Reform der Finanzmärkte: US-Pläne erhöhen Druck auf EU

Die Briten sträubten sich bislang gegen die Reformpläne. Jetzt wird grünes Licht erwartet.

Auch Deutschland fürchtet Mehrausgaben durch die EU-Finanzaufsicht. Bild: dpa

BRÜSSEL rtr | Der ehrgeizige Plan von US-Präsident Barack Obama zur Reform der Finanzmärkte erhöht in der Europäischen Union den Druck zu einem zügigen Umbau der Finanzaufsicht. Vor allem Großbritannien sträubt sich - teilweise mit Rückendeckung Deutschlands - noch gegen stärkeren Einfluss europäischer Behörden auf die nationale Finanzaufsicht. Das Land wird jetzt aber nach Worten eines französischen Diplomaten durch die Pläne von den USA und der EU "in die Zange genommen". Die Briten könnten sich nicht in Europa isolieren und Regeln für die Londoner City ablehnen, die die Wall Street auferlegt bekomme, hieß es im Umfeld von Präsident Nicolas Sarkozy.
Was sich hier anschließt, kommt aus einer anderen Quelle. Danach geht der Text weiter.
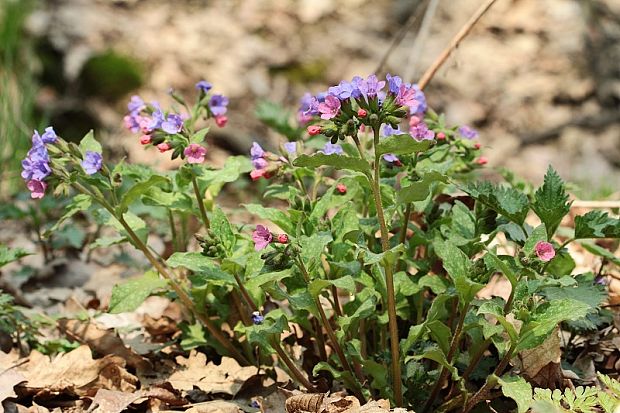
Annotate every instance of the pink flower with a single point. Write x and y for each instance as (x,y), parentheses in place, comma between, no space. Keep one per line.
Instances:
(221,120)
(261,237)
(313,130)
(163,147)
(195,153)
(37,188)
(544,251)
(330,107)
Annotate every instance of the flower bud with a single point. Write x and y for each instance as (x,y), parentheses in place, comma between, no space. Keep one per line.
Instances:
(221,120)
(482,160)
(163,147)
(313,130)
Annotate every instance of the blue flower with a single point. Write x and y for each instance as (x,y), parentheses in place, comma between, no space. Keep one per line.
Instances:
(173,124)
(331,149)
(204,86)
(218,104)
(92,162)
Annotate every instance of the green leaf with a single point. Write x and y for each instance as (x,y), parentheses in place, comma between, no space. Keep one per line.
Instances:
(419,190)
(547,318)
(274,215)
(205,270)
(403,144)
(337,161)
(539,234)
(596,224)
(459,268)
(139,189)
(517,389)
(130,295)
(509,202)
(312,248)
(222,228)
(89,143)
(551,201)
(8,255)
(601,252)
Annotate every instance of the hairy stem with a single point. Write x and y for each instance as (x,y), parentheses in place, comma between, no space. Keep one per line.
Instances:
(201,204)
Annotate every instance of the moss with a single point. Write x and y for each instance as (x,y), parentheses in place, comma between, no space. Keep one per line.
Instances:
(110,76)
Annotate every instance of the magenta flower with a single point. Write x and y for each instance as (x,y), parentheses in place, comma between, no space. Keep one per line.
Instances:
(195,153)
(544,251)
(37,188)
(261,237)
(330,107)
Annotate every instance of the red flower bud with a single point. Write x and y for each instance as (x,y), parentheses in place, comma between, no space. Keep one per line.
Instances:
(221,121)
(163,147)
(313,130)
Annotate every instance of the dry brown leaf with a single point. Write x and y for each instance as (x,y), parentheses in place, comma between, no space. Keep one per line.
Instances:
(102,341)
(228,377)
(8,380)
(74,371)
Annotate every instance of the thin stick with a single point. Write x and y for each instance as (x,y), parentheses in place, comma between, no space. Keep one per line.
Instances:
(441,59)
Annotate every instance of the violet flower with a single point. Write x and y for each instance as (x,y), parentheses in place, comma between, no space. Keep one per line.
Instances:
(92,162)
(261,237)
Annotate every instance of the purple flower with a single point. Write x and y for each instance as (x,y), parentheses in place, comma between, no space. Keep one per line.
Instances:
(195,153)
(332,149)
(37,188)
(544,251)
(330,107)
(388,130)
(261,237)
(394,83)
(371,86)
(173,124)
(218,104)
(291,147)
(343,91)
(468,132)
(257,318)
(421,132)
(136,105)
(49,136)
(92,162)
(204,86)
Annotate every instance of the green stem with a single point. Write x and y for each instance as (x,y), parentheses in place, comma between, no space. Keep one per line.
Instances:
(182,294)
(389,277)
(201,204)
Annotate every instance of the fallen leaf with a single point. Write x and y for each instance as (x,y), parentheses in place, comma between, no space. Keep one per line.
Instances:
(227,377)
(8,380)
(102,341)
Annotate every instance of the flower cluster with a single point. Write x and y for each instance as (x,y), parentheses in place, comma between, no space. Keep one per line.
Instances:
(173,131)
(36,166)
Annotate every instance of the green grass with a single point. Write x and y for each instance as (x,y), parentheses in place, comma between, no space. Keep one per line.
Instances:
(17,92)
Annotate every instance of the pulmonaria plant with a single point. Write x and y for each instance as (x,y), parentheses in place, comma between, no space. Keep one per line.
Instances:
(375,241)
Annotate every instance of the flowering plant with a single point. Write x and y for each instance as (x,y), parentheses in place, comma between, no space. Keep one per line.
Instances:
(378,260)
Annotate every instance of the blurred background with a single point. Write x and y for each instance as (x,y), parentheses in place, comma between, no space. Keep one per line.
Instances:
(539,79)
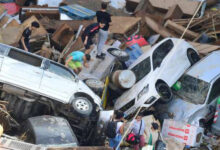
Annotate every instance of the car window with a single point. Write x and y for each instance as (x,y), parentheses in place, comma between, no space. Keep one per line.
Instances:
(215,91)
(25,57)
(193,89)
(142,69)
(61,71)
(160,52)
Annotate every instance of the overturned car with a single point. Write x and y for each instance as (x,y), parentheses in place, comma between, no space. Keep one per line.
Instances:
(33,86)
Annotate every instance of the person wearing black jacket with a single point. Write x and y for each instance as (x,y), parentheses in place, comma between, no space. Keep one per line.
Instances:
(89,34)
(103,33)
(24,41)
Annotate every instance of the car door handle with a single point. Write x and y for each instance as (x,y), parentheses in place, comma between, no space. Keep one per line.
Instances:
(37,72)
(48,76)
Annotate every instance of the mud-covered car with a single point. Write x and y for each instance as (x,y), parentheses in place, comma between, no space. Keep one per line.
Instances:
(33,86)
(156,71)
(194,100)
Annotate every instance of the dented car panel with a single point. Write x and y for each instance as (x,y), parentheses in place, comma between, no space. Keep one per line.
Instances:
(195,101)
(163,64)
(27,71)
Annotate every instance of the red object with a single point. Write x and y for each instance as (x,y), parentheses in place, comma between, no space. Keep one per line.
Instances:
(136,39)
(12,8)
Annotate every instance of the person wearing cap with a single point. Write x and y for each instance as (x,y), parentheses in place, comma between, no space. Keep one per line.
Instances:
(138,128)
(103,33)
(89,33)
(24,41)
(75,59)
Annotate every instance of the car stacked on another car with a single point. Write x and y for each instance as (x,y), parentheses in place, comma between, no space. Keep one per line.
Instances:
(194,101)
(156,71)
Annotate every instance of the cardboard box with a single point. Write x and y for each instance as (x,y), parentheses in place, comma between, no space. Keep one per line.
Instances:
(182,132)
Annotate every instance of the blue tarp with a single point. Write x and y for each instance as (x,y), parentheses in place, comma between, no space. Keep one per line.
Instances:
(77,12)
(134,53)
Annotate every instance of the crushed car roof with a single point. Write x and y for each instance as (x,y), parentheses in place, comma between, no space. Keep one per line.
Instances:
(206,69)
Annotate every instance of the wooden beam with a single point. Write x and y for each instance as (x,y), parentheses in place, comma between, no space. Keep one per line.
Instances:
(180,29)
(188,7)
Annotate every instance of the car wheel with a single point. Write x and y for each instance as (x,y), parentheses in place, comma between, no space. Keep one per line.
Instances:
(164,91)
(160,145)
(192,56)
(82,106)
(119,54)
(96,85)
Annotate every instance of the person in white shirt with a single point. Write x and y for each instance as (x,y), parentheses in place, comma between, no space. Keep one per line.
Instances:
(138,128)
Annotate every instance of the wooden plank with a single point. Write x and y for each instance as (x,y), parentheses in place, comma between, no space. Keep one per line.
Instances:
(180,29)
(121,25)
(204,48)
(188,7)
(174,12)
(83,148)
(158,28)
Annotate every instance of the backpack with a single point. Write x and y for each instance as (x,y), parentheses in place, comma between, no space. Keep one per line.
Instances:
(111,129)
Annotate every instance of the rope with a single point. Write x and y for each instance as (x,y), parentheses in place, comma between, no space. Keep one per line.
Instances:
(126,132)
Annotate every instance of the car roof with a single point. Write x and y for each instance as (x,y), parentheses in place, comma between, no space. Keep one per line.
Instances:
(207,68)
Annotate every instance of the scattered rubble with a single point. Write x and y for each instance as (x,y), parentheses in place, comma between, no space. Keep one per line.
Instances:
(144,69)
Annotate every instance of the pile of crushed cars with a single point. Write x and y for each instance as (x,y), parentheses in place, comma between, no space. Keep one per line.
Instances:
(149,65)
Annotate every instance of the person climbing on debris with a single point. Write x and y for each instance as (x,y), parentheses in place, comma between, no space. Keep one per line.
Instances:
(75,59)
(138,128)
(119,122)
(24,41)
(89,34)
(103,33)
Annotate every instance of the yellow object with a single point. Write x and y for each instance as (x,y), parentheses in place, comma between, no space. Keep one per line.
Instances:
(104,93)
(1,130)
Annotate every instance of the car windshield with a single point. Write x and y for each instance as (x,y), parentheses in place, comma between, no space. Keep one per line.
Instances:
(193,90)
(60,71)
(142,69)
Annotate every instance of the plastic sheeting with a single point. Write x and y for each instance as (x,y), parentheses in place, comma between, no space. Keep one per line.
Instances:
(118,4)
(50,3)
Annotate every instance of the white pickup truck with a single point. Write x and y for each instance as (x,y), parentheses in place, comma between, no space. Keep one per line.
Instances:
(33,86)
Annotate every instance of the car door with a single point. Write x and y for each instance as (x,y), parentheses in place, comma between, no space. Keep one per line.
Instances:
(211,101)
(22,69)
(58,82)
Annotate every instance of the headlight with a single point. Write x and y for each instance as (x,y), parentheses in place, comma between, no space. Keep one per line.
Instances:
(143,91)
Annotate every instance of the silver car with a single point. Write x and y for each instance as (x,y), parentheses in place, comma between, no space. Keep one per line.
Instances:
(195,100)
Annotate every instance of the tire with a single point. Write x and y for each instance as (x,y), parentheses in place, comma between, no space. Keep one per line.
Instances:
(192,56)
(82,106)
(119,54)
(160,145)
(96,85)
(165,92)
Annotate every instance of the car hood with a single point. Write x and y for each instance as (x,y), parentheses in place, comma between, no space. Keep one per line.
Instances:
(182,110)
(132,93)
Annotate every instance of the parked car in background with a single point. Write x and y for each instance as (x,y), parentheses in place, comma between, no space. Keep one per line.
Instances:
(156,71)
(195,100)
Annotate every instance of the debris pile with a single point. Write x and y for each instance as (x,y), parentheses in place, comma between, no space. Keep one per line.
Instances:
(131,66)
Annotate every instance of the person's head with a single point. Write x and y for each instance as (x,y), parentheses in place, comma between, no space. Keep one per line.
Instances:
(119,115)
(155,126)
(102,23)
(87,57)
(104,5)
(139,117)
(35,25)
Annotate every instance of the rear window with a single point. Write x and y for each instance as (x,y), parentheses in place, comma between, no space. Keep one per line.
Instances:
(25,57)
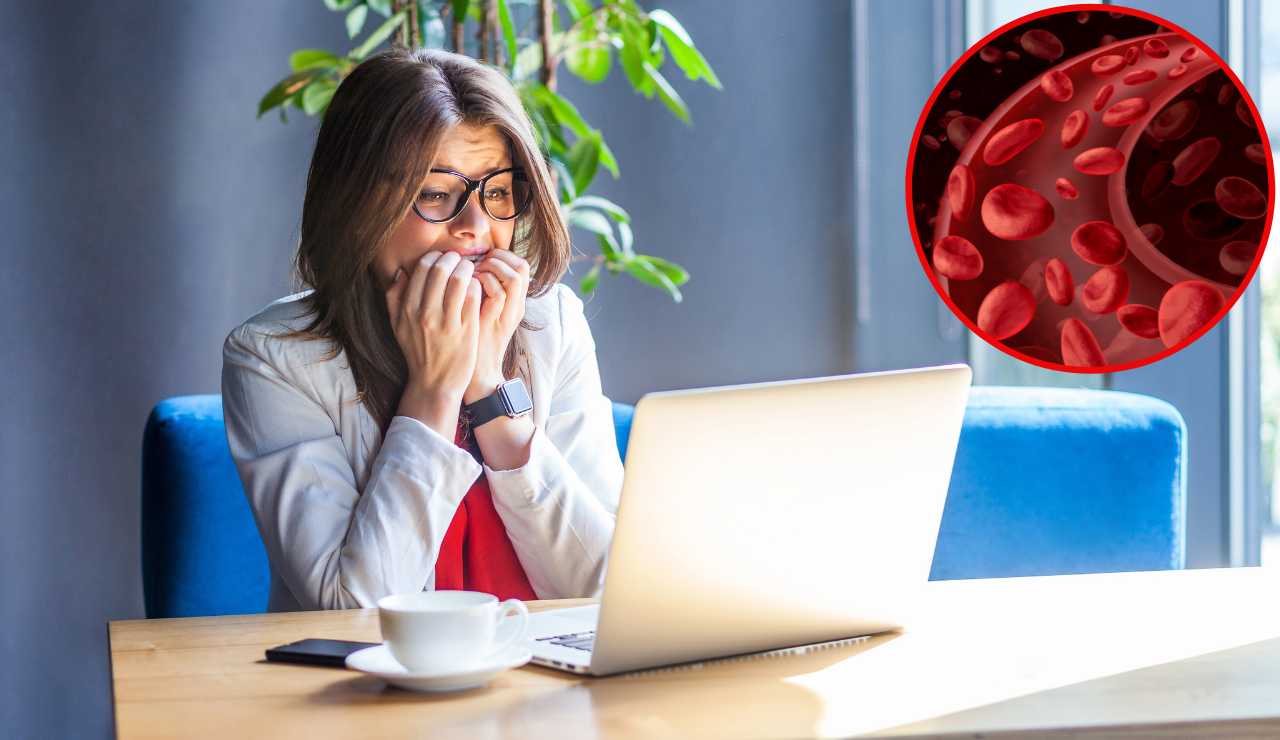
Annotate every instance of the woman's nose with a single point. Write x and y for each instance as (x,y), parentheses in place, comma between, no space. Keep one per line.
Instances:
(472,220)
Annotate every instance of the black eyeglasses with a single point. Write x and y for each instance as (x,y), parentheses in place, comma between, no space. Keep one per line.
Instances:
(503,195)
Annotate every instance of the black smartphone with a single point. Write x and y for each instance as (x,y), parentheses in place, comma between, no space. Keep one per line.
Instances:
(316,652)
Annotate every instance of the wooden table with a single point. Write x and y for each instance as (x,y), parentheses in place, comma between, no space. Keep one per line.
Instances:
(1169,654)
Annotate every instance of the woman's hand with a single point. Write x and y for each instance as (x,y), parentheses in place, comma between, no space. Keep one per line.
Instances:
(434,313)
(504,278)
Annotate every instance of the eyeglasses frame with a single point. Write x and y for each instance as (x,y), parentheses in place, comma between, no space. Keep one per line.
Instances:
(472,186)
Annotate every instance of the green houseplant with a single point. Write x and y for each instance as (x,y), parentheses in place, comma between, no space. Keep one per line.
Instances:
(529,40)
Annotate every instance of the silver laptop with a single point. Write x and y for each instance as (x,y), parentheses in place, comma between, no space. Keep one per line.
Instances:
(769,516)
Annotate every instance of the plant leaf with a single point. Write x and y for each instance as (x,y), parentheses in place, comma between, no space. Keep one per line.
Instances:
(382,33)
(286,88)
(508,31)
(613,210)
(644,272)
(312,58)
(318,95)
(583,160)
(675,273)
(626,240)
(682,49)
(631,51)
(667,92)
(584,58)
(356,21)
(590,281)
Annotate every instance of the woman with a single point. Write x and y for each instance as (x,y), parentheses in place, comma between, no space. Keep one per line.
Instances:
(432,241)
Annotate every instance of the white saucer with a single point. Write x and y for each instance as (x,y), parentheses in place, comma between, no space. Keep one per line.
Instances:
(378,661)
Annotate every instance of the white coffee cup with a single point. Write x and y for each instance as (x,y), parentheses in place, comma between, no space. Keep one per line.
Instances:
(432,631)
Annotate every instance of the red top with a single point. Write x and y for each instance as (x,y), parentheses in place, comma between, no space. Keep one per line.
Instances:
(476,555)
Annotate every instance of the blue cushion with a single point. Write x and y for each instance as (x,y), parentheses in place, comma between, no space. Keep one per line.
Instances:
(201,552)
(1045,482)
(1056,480)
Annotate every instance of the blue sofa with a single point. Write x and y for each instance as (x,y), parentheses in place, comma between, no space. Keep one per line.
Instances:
(1046,482)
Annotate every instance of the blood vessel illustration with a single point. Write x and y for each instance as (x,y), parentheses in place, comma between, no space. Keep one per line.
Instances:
(1107,209)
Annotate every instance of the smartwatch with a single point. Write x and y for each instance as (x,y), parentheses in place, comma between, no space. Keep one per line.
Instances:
(511,400)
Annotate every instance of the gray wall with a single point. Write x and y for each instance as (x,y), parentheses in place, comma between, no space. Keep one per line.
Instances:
(146,213)
(754,200)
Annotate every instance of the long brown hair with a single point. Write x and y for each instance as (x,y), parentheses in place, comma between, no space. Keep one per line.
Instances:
(373,154)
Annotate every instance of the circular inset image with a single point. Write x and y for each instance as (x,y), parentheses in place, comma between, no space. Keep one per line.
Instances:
(1089,188)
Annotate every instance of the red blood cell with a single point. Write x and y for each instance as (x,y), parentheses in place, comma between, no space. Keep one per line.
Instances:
(960,128)
(1074,128)
(1008,142)
(1192,161)
(1006,310)
(1237,256)
(1105,291)
(1139,76)
(956,257)
(1107,64)
(1157,179)
(1240,197)
(1041,45)
(1185,309)
(1155,49)
(960,192)
(1098,243)
(1098,160)
(1139,320)
(1242,112)
(1013,213)
(1059,282)
(1057,86)
(1125,112)
(1174,122)
(1080,347)
(1102,96)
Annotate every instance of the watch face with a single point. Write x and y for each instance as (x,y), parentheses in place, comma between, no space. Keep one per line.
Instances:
(516,397)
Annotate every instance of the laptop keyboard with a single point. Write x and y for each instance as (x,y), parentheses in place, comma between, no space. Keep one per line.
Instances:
(580,640)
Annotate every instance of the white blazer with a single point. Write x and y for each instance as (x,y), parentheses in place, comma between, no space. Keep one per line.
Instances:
(348,517)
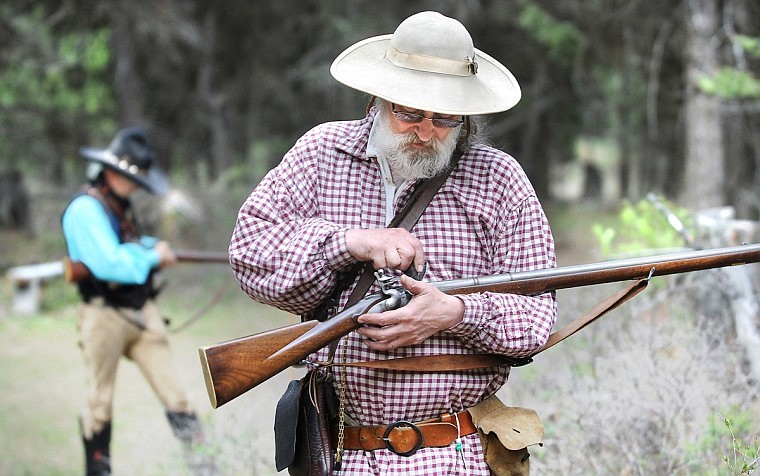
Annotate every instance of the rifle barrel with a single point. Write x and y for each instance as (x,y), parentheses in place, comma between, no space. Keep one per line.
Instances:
(543,280)
(232,368)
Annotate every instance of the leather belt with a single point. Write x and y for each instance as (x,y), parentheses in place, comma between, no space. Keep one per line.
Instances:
(405,438)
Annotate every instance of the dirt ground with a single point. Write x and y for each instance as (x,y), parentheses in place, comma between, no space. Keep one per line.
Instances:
(43,378)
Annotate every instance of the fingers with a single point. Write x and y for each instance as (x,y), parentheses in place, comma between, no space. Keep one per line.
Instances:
(394,248)
(430,311)
(165,253)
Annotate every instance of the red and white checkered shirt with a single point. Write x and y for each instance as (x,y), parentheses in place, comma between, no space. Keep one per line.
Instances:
(288,244)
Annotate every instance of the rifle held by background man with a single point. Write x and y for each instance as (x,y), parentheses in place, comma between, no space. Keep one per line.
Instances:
(75,271)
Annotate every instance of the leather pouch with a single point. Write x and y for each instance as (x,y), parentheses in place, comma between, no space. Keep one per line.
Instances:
(304,415)
(506,433)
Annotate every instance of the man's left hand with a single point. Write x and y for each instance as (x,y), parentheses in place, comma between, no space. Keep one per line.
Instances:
(429,311)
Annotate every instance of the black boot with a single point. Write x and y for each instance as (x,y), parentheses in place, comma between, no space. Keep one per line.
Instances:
(198,455)
(97,455)
(186,427)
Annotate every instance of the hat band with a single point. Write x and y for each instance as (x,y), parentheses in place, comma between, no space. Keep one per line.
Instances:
(121,164)
(432,64)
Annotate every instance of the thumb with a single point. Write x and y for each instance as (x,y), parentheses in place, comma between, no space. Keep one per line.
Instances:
(412,285)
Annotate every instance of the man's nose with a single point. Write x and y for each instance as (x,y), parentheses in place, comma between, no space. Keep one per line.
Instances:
(425,130)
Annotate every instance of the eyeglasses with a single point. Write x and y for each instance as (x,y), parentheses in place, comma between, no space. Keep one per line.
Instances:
(414,118)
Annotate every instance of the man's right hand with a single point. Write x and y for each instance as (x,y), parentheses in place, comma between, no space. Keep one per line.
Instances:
(393,248)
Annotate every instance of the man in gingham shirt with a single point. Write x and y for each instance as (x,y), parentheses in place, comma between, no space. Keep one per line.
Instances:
(326,206)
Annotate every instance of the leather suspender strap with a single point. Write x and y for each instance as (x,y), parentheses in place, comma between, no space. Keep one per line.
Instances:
(406,218)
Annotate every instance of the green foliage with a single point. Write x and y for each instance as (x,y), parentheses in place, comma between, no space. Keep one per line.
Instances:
(746,454)
(744,447)
(732,83)
(750,44)
(47,79)
(641,226)
(562,38)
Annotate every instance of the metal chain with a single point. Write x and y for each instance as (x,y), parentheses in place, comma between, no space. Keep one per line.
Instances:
(341,406)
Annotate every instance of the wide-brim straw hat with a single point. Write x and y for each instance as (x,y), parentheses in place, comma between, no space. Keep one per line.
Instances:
(428,63)
(131,154)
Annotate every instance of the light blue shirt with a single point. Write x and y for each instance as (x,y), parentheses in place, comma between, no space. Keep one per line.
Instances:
(91,239)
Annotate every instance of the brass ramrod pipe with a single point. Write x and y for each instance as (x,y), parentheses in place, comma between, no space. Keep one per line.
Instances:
(543,280)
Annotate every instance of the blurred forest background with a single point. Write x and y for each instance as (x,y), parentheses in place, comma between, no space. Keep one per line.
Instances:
(620,99)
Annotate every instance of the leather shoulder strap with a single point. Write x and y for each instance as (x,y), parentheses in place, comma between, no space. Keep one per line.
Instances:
(406,218)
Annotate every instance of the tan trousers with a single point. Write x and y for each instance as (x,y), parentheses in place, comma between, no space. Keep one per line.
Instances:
(105,335)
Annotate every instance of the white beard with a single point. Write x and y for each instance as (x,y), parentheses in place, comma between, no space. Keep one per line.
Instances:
(406,161)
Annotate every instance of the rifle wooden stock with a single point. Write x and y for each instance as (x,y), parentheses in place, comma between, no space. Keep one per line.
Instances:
(234,367)
(75,271)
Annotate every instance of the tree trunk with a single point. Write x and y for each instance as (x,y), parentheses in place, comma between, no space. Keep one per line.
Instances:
(704,174)
(126,77)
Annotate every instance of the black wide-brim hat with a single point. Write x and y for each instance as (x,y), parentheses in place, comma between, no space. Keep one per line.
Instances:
(131,154)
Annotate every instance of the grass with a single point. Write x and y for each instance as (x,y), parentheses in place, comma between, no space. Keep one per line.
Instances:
(597,392)
(43,377)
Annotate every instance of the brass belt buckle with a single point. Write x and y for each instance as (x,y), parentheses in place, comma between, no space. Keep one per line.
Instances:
(400,424)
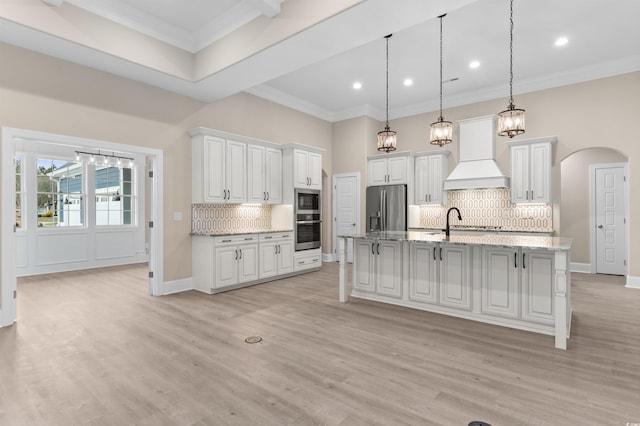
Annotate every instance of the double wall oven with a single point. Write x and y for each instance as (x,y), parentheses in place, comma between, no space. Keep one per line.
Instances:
(308,227)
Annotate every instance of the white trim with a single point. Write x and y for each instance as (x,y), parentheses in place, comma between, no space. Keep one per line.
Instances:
(633,282)
(329,257)
(177,286)
(7,202)
(334,230)
(584,268)
(592,212)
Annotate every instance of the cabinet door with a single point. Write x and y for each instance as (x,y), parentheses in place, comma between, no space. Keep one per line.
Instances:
(248,263)
(389,268)
(377,171)
(273,175)
(256,189)
(300,166)
(285,257)
(226,266)
(435,178)
(519,173)
(500,289)
(540,173)
(421,180)
(268,260)
(538,274)
(455,276)
(214,170)
(363,271)
(236,172)
(397,170)
(423,273)
(315,170)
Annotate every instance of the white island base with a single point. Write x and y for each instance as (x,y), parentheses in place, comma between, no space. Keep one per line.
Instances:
(516,282)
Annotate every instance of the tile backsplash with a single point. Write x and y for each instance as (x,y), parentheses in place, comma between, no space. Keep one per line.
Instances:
(489,207)
(223,218)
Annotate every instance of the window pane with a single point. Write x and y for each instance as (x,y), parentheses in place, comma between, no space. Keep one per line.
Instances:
(113,207)
(60,195)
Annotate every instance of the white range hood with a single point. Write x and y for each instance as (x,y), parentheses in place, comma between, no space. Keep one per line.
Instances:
(477,167)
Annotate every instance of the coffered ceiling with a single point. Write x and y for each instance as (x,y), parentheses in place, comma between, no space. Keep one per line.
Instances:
(307,54)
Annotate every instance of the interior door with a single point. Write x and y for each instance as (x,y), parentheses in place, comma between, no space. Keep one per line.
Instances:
(347,209)
(610,220)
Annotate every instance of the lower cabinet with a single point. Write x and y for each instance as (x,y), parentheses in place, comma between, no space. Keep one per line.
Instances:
(221,263)
(518,283)
(378,267)
(276,254)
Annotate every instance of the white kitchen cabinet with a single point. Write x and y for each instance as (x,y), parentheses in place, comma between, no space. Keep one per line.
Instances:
(307,169)
(455,276)
(501,281)
(218,170)
(423,272)
(236,260)
(537,275)
(264,175)
(388,170)
(276,254)
(379,267)
(431,169)
(531,170)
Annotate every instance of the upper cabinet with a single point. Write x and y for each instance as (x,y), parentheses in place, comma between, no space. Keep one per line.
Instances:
(307,169)
(531,170)
(264,174)
(431,168)
(218,170)
(389,169)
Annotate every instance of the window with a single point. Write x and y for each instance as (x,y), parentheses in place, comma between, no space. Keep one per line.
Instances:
(114,197)
(59,193)
(18,163)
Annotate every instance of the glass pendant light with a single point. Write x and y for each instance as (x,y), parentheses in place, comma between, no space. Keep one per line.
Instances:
(387,138)
(441,130)
(511,120)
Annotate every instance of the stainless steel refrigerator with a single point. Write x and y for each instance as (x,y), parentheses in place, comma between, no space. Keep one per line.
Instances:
(387,208)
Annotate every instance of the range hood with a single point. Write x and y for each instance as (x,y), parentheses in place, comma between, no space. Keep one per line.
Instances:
(477,167)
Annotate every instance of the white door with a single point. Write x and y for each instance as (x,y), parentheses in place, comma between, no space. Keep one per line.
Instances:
(346,211)
(610,220)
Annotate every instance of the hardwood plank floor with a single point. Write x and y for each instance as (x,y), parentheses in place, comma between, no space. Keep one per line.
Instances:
(91,347)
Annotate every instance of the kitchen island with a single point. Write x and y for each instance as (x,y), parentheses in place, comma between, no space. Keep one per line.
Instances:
(515,281)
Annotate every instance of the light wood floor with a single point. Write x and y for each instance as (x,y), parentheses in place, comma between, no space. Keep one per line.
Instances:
(92,348)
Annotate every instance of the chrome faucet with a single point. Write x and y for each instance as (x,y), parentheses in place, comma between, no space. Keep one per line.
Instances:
(447,231)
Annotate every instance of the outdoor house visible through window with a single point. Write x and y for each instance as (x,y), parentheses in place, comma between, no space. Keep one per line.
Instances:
(59,193)
(114,203)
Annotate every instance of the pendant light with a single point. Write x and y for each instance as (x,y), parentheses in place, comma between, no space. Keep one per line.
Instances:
(387,138)
(441,130)
(511,120)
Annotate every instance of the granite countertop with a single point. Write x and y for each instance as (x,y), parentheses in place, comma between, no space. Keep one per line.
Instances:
(475,238)
(243,232)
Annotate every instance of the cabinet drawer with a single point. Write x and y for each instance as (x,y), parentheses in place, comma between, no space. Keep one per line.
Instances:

Beim EU-Gipfel am Donnerstag und Freitag in Brüssel sollen die 27 Staats- und Regierungschefs grünes Licht geben für eine neue Struktur der national zersplitterten Aufsicht in Europa.

Die Bundesregierung unterstützt den Plan, hat aber ebenfalls Vorbehalte. Außenminister Frank-Walter Steinmeier (SPD) sprach sich im Bundestag einerseits für eine internationale Finanzmarktaufsicht aus, will den nationalen Behörden aber die führende Rolle lassen - die Regeln für die nationalen Finanzaufseher müssten europaweit harmonisiert werden.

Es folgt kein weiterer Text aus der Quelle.